Saving for kids' education a top priority here

Saving for children's education is a top priority among Singaporeans, with a significant proportion beginning to save starting from the birth of their child, a survey has found.

Friends Provident International's (FPI) latest investor attitude survey has found that while 73 per cent of Singapore respondents with children begin to save for their children's university education before their child turns five, 39 per cent start saving from the child's birth.

About a third (33 per cent) are planning beyond the undergraduate course, and aim to fund the cost of a master's degree.

Chris Gill, FPI general manager (South-east Asia), said: "These results would appear to reflect an awareness of the intense competition in job markets globally where people are increasingly equipping themselves with multiple qualifications to ensure they stand out from the crowd."

More than 60 per cent currently save between $500 and $3,000 a month for children's education. The majority of respondents expect children educated abroad to have a higher earnings potential.

As for the expected university expenses, the most popular estimate of the cost of a Singapore university course is between $50,000 and $100,000. Tertiary education in the US is expected to cost $180,000 to $200,000. UK education is estimated at $120,000 to $150,000. These estimates do not include inflation. Educational inflation is significantly higher than traditional headline inflation.

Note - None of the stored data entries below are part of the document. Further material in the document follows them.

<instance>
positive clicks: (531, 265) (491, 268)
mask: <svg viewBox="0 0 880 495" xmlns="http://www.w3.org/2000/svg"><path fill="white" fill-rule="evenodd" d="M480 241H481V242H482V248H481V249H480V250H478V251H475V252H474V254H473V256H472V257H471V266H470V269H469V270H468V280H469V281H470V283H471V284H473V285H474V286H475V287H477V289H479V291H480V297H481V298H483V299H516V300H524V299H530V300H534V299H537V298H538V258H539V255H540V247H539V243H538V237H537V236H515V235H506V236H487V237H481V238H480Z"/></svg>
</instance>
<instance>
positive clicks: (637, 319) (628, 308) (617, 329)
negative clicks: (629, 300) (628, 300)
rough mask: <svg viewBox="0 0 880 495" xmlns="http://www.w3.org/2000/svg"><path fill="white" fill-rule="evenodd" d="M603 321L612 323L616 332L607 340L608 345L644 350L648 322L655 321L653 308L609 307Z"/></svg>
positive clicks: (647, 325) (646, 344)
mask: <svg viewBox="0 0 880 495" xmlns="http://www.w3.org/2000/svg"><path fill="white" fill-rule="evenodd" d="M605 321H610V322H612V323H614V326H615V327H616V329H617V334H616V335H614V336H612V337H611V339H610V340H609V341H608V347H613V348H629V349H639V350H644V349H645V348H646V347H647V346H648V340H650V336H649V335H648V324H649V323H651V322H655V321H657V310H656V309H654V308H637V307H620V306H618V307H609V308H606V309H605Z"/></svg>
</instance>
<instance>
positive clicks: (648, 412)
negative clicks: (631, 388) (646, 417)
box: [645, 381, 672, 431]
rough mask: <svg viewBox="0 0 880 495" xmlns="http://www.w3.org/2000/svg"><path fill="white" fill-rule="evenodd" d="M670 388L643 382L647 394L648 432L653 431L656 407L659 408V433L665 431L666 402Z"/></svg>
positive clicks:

Mr Gill said that there were additional factors such as accommodation, books and subsistence costs, as well as the currency exchange risk. Over 61 per cent expect their child to study in a Singapore university.

Meanwhile, on the investment outlook, respondents remain broadly optimistic over the next six months, although over a third think that the global economic situation would worsen.

About 64 per cent believe that they can exploit this uncertainty, but the tricky part is just how they can do so. Just over half say that they find it difficult to know what to do with their investments in the current climate.

Confidence in bonds has dropped by 12 index points and views are only "borderline positive", said the investor attitude report.

Confidence in equities did not change much: 52 per cent believe that now is a good or very good time to invest.

Sentiment towards property has also remained stable: 51 per cent believe that now is a good or very good time to invest compared to 18 per cent who say that it is a bad or very bad time. The survey was conducted last month and involved some 570 respondents.